L’avenant du 30 Septembre 2008, stipule que M F bénéficiera d’une prime annuelle sur objectifs pouvant atteindre 3.000 euros bruts, versée en fonction de l’atteinte des objectifs qui lui seront fixés.
A l’appui de sa demande de rappel de prime d’objectifs au titre des années 2006 à 2010 inclus, M F fait valoir qu’il appartient à l’employeur de justifier de la notification au salarié des objectifs impartis pour l’année, ce que la société Dalloyau ne fait pas à l’examen des pièces produites et qu’à défaut la prime est due à 100%.
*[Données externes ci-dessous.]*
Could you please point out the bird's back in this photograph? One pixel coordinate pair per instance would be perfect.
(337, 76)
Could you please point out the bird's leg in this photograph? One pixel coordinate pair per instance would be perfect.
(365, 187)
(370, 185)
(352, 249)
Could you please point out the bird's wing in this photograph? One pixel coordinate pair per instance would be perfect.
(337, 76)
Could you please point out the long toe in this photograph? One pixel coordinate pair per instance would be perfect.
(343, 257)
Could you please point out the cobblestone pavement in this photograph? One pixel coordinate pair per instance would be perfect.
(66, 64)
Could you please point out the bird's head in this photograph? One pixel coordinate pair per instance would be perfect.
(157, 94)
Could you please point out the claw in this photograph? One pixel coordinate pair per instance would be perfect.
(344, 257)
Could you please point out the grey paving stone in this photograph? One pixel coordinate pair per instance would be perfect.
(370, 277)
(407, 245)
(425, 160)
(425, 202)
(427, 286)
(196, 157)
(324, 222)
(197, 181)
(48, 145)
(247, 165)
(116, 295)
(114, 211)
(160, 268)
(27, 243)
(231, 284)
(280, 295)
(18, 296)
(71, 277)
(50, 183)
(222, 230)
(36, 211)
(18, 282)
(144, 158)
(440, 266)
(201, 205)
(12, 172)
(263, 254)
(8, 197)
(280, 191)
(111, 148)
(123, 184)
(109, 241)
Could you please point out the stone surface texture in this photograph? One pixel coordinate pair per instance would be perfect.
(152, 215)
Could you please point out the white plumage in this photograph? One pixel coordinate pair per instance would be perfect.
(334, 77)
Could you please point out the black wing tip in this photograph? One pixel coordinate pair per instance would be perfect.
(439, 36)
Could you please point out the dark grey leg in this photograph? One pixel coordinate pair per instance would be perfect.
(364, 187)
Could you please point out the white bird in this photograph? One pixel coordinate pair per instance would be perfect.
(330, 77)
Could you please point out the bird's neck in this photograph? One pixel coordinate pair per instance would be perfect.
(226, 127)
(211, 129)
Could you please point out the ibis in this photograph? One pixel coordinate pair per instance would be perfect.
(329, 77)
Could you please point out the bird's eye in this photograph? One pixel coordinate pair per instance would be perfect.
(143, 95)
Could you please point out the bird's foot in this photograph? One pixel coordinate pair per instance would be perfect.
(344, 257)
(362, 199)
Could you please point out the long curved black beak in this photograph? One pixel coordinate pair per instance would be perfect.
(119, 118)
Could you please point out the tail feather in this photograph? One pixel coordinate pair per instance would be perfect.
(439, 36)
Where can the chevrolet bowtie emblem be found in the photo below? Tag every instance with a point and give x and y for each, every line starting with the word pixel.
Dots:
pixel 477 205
La société Dalloyau rétorque que les objectifs de M F ont été régulièrement fixés par M N D, l’un de ses supérieurs hiérarchique, lors de réunions de travail, qu’à la suite de ces réunions, M D réalisait un tableau destiné à suivre la réalisation des objectifs ainsi fixés à ses subordonnés, qu’était également fait le point lors d’entretiens individuels sur l’atteinte ou non des objectifs, que M D, ami de M F, auquel il avait fait intégrer la société en 2006, et seul attestant pour ce dernier précise d’ailleurs dans son attestation que M F avait des « objectifs définis » et qu’étonnamment, bien que M D en atteste, après la démission le 19 avril 2010 et le départ de celui-ci, la société n’a retrouvé, hors ceux produits, aucun élément écrit, tous ayant en réalité disparu.
Cela étant, il est bien justifié d’objectifs fixés à M F, notamment en octobre 2008 de créer une cellule autonome de gestion du matériel, de responsabiliser les équipes du quai, de faire des propositions de modulation des horaires, d’arriver à passer à deux tournées, pour mars 2008de créer un plan d’évaluation de la tenue du personnel, de rédiger une 'charte de bien passer ses commandes', objectifs qui ont fait l’objectif d’un suivi 09/07/2008 et 09/03/2009, de sorte qu’il doit être considéré que les objectifs restaient d’actualité tant qu’ils n’étaient pas atteints ; que les objectifs ainsi fixés à M F sont d’autant moins contestable que son témoin et ancien supérieur, M D, atteste que ce salarié 'a toujours fait de son maximum pour atteindre les objectifs définis', ce qui n’était manifestement pas le cas à la lecture des attestations et mail s versés au débat et surtout du courriel de ce supérieur du 24 mars 2009 évaluant l’atteinte par M F de ses objectifs à 50%, justifiant ainsi le versement de 50% de la prime convenue en 2008, 2009 et rien en 2010.
Par contre à défaut pour l’employeur de justifier de la fixation d’objectifs pour 2006 et 2007 et de l’atteinte ou non des objectifs pour ces années, la société Dalloyau doit être condamnée à payer à M F une prime de ( 15.612,18 € x 8,33%) 1.300,49 € au titre de l’année 2007 et de ( 31.131,49 € x 8,33%) 2.593,25 € au titre de l’année 2008, ainsi que l’indemnité de congés payés afférents.
Le contenu de l’attestation destinée à Pôle Emploi n’étant pas affecté par le présent arrêt, M F est débouté de se demande de remise d’une attestation rectifiée.
Sur les frais et dépens
La société Dalloyau qui succombe partiellement en appel supportera les dépens de première instance et d’appel, et versera à M F la somme de 1.000 € sur le fondement de l’article 700 du code de procédure civile.
PAR CES MOTIFS
La cour,
Infirme le jugement du conseil de prud’hommes de Paris du 23 juillet 2013 sur la prime d’objectifs 2006 et 2007 et les dépens ;
Statuant sur ces chefs de demande,
Condamne la SAS Dalloyau à payer à Monsieur B F les sommes de :
— 1.300,49 € au titre de la prime d’objectifs 2007 et 130,05 € de congés payés afférents,
— 2.593,25 € au titre de la prime d’objectifs de l’année 2008 et 259,32 € de congés payés afférents;
Condamne la dite Société aux dépens de première instance ;
Confirme le jugement en ses autres dispositions ;
Y ajoutant,
Condamne la société Dalloyau à payer à Monsieur B F la somme de 1.000€ sur le fondement de l’article 700 du code de procédure civile ;
Déboute les parties de leurs autres demandes ;
Condamne la société Dalloyau aux dépens.